How are CPU time and CPU usage the same?
I don’t understand how a time duration can be replaced by a percentage. When I look at top , doesn’t %CPU tell me that MATLAB is using 2.17 of my cores?
PID USER PR NI VIRT RES SHR S %CPU %MEM TIME+ COMMAND 18118 jasl 20 0 9248400 261528 78676 S 217.2 0.1 8:14.75 MATLAB
Question In order to better understand what CPU usage is, how do I calculate the CPU usage myself?
Let Linux show you how busy each Processor is with this Command Line request. mpstat -P ALL 5 3 enter for multiprocessor status 5 seconds 3 intervals. Divide the %CPU reported by your number of cores to get average CPU Busy %. iostat -xm 5 3 enter will tell you how many cores/CPU you have available.
2 Answers 2
CPU time is allocated in discrete time slices (ticks). For a certain number of time slices, the CPU is busy, other times it is not (which is represented by the idle process). In the picture below the CPU is busy for 6 of the 10 CPU slices. 6/10 = .60 = 60% of busy time (and there would therefore be 40% idle time).
A percentage is defined as «a number or rate that is expressed as a certain number of parts of something divided into 100 parts». So in this case, those parts are discrete slices of time and the something is busy time slices vs idle time slices — the rate of busy to idle time slices.
Since CPUs operate in GHz (billions of cycles a second). The operating system slices that time in smaller units called ticks. They are not really 1/10 of a second. The tick rate in windows is 10 million ticks in a second and in Linux it is sysconf(_SC_CLK_TCK) (usually 100 ticks per second).

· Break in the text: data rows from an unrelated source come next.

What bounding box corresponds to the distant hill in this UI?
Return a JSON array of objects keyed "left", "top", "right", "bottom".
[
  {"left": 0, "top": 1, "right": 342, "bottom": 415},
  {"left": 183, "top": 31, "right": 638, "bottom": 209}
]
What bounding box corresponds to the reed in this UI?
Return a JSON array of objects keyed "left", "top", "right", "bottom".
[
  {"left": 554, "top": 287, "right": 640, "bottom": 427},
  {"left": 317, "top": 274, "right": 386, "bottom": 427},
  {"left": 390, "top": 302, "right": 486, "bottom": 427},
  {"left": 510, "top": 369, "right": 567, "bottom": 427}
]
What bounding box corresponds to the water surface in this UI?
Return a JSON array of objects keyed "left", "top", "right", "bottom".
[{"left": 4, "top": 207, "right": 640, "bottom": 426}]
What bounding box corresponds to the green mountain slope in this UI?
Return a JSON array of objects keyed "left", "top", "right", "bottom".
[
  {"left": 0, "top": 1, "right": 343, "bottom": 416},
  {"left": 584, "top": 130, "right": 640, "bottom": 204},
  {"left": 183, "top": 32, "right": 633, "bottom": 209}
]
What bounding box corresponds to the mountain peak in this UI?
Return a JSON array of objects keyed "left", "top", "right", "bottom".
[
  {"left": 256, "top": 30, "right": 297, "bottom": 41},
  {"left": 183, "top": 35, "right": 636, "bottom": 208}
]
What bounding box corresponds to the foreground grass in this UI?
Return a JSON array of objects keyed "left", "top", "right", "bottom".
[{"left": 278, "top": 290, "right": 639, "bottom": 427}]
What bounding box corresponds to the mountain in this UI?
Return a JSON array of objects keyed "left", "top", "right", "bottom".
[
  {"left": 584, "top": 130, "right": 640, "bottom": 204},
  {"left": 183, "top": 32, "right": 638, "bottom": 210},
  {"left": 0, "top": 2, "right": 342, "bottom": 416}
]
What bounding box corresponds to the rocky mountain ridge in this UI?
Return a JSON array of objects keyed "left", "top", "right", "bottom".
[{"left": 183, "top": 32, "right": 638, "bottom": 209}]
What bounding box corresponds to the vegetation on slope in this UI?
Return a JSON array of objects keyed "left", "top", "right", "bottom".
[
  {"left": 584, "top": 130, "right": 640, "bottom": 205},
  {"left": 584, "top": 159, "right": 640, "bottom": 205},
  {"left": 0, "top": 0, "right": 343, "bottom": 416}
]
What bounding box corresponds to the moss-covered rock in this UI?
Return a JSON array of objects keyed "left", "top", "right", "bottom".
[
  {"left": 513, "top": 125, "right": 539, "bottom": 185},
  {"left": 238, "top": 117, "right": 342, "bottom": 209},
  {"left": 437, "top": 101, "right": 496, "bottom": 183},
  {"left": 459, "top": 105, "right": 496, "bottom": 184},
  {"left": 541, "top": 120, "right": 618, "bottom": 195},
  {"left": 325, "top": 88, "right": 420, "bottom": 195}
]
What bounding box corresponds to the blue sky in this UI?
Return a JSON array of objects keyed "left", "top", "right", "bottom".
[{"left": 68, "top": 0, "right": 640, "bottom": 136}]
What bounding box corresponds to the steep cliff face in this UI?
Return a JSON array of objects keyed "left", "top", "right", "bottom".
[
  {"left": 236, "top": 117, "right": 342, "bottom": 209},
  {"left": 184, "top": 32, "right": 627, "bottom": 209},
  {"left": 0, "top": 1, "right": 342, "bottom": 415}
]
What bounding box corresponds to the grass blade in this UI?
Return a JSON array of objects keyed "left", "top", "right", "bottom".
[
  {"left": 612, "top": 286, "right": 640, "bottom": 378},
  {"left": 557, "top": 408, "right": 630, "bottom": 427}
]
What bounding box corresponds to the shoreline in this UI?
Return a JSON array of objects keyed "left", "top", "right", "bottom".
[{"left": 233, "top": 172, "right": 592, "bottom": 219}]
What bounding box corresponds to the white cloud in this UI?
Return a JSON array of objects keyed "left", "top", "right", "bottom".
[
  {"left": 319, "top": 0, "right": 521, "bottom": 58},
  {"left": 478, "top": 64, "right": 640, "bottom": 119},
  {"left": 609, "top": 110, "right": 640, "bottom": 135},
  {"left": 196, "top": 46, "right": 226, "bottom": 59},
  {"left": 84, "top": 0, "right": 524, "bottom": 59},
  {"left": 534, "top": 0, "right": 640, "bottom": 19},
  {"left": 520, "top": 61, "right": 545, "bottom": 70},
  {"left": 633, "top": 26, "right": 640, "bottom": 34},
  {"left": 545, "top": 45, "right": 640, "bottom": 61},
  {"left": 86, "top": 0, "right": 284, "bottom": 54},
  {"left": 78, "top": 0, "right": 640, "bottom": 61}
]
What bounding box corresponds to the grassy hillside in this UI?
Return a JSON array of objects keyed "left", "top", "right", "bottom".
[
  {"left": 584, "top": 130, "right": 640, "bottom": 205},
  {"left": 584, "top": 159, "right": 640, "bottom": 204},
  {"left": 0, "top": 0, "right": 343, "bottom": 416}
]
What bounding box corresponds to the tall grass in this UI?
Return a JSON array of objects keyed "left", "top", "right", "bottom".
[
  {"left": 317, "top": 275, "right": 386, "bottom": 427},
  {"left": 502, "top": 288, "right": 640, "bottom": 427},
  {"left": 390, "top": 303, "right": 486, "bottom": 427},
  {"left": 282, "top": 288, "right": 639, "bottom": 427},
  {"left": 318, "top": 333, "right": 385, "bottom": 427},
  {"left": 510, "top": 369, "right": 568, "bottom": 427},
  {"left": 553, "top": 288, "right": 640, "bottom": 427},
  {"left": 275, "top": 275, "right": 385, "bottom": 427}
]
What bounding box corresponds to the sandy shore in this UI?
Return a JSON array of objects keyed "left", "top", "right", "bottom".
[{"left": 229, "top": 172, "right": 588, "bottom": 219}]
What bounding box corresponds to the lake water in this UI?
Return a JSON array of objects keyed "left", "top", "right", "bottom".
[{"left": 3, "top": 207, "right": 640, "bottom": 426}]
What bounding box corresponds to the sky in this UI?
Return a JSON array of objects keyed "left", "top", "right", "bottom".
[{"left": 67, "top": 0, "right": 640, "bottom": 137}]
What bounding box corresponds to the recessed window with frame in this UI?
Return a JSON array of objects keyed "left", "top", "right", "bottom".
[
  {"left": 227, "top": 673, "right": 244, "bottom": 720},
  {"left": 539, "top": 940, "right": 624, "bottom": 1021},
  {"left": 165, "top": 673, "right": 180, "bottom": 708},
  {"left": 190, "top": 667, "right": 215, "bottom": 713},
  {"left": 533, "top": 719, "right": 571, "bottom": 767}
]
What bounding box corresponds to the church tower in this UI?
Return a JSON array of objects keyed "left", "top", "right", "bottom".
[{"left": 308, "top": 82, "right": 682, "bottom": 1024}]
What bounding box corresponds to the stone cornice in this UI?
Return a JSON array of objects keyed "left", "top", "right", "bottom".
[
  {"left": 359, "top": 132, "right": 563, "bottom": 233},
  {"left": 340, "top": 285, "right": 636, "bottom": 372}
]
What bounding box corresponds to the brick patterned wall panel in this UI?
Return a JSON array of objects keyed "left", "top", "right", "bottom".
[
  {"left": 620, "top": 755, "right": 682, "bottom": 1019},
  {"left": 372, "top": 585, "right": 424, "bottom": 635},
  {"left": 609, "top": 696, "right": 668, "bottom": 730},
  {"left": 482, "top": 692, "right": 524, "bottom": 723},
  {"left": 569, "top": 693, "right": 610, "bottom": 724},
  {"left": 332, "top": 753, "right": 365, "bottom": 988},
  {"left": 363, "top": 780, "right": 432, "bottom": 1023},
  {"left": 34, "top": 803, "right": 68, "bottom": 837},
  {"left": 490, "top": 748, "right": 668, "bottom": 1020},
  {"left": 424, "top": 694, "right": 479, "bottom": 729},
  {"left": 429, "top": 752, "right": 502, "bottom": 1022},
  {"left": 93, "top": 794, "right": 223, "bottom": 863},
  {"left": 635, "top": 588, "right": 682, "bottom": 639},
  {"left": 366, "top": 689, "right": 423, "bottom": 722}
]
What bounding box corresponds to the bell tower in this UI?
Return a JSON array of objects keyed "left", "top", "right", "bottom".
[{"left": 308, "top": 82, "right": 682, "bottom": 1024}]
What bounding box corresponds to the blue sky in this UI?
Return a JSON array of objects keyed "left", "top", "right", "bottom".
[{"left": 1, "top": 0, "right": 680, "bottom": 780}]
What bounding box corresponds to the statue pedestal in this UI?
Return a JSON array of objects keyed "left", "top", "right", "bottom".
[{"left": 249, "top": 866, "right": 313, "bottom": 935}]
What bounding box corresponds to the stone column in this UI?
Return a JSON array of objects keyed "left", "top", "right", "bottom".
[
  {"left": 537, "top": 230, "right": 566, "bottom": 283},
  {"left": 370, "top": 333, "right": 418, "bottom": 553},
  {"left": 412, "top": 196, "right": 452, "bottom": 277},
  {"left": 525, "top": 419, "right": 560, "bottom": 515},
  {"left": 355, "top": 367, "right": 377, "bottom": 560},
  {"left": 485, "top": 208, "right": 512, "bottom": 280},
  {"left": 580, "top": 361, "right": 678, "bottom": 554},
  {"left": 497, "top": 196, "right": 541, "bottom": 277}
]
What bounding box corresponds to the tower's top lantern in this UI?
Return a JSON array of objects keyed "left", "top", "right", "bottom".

In something like top , the busy CPU cycles are then further broken down into percentages of things like user time and system time. In top on Linux and perfmon in Windows, you will often get a display that goes over 100%, that is because the total is 100% * the_number_of_cpu_cores.
In an operating system, it is the scheduler’s job to allocate these precious slices to processes, so the scheduler is what reports this.